Volgens Wattel zijn voor de vraag of een bestuursorgaan gerechtvaardigd vertrouwen heeft gewekt drie stappen van belang. Aan de hand van deze drie stappen moet worden beoordeeld of een burger gerechtvaardigd mocht vertrouwen op de toezeggingen die hem of haar zijn gedaan.

  1. Ten eerste kan alleen een daadwerkelijke toezegging gerechtvaardigd vertrouwen wekken. Volgens Wattel moet dit worden beoordeeld vanuit het burgerperspectief: het gaat om een toezegging aan een burger die te goeder trouw was en naar verkeersopvattingen in redelijkheid op deze toezegging mocht vertrouwen.
  2. Op de tweede plaats moet de toezegging door iemand die bevoegd is de uitspraak te doen zijn gedaan, of de schijn moet zijn opgewekt dat van bevoegdheid sprake was. Als een ambtenaar of andere overheidsfunctionaris met een bepaalde vertrouwenwekkende functie een toezegging doet, moet dit eerder voor het risico van het bestuursorgaan komen. De precieze bevoegdheidsverdeling binnen het bestuursorgaan is immers moeilijk te achterhalen en de burger te goeder trouw zou van de overheid mogen verwachten dat die haar eigen regels kent en naleeft.
  3. Als de eerste twee stappen zijn genomen, dan zal aan de hand van een belangenafweging moeten worden bepaald wat de juiste oplossing is. Er zijn daarvoor twee mogelijkheden: 1) het bevoegde orgaan komt de toezegging na en zal dus afzien van handhaving, of 2) het kan besluiten om – ondanks de toezegging – toch te handhaven. In deze belangenafweging door het bestuursorgaan spelen de volgende belangen een rol: de belangen van de burger bij nakoming van de toezegging, betrokken derden (bijvoorbeeld buren of omwonenden) en de gemeenschap (denk aan het gelijkheidsbeginsel, het legaliteitsbeginsel of de beginselplicht tot handhaving).

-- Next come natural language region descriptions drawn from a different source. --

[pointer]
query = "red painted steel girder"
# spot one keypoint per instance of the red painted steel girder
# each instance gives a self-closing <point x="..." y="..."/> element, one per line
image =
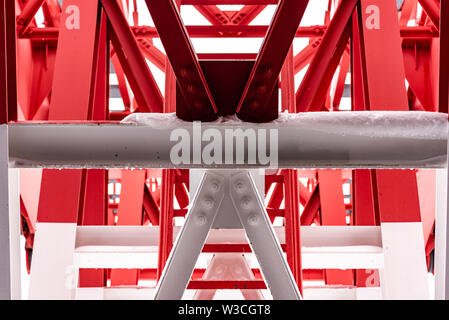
<point x="312" y="89"/>
<point x="28" y="13"/>
<point x="264" y="75"/>
<point x="183" y="60"/>
<point x="140" y="78"/>
<point x="229" y="31"/>
<point x="444" y="61"/>
<point x="432" y="10"/>
<point x="8" y="77"/>
<point x="228" y="2"/>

Het probleem van de huidige toepassing van het vertrouwensbeginsel is dat eigenlijk ieder beroep daarop strandt bij stap 1 of stap 2. Het leveren van bewijs van een concrete toezegging (stap 1) lukt haast nooit. Verder komt volgens de huidige jurisprudentie het risico van een onduidelijke bevoegdheidsverdeling voor rekening van de burger. In de praktijk wordt dus nauwelijks toegekomen aan stap 3.

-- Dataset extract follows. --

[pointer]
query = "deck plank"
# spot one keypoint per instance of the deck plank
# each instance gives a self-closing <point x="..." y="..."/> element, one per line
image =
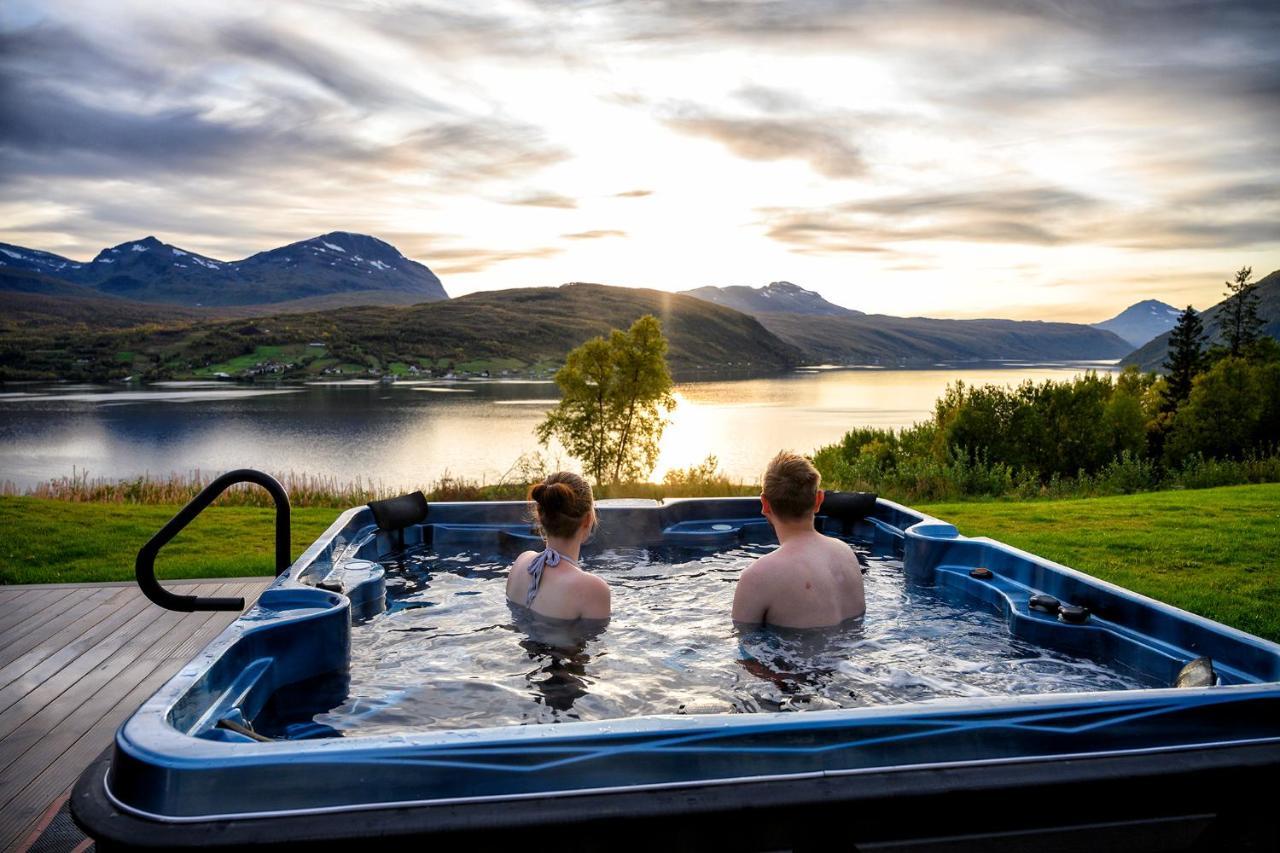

Wattel pleit er nu juist voor de drempels van stappen 1 en 2 te verlagen en de beoordeling van het beroep op het vertrouwensbeginsel meer te verschuiven naar stap 3. Dit betekent niet dat toezeggingen vaker dan nu nagekomen zouden moeten worden, maar wel dat het bestuur eerder schadevergoeding of een andere maatwerkoplossing zou moeten bieden (aan de burger te goeder trouw of aan een omwonende/andere gedupeerde). Er kan minder makkelijk worden volstaan met een verwijzing naar de gebrekkige communicatie, ondeskundigheid en/of ondoorzichtige (on)bevoegdheid van ambtenaren.

Duidelijke communicatie van ambtenaren over wel of niet handhavend optreden is gewenst in het complexe omgevingsrecht. Het is nu wachten of de Afdeling bestuursrechtspraak van de Raad van State deze burgervriendelijke invulling van het vertrouwensbeginsel overneemt.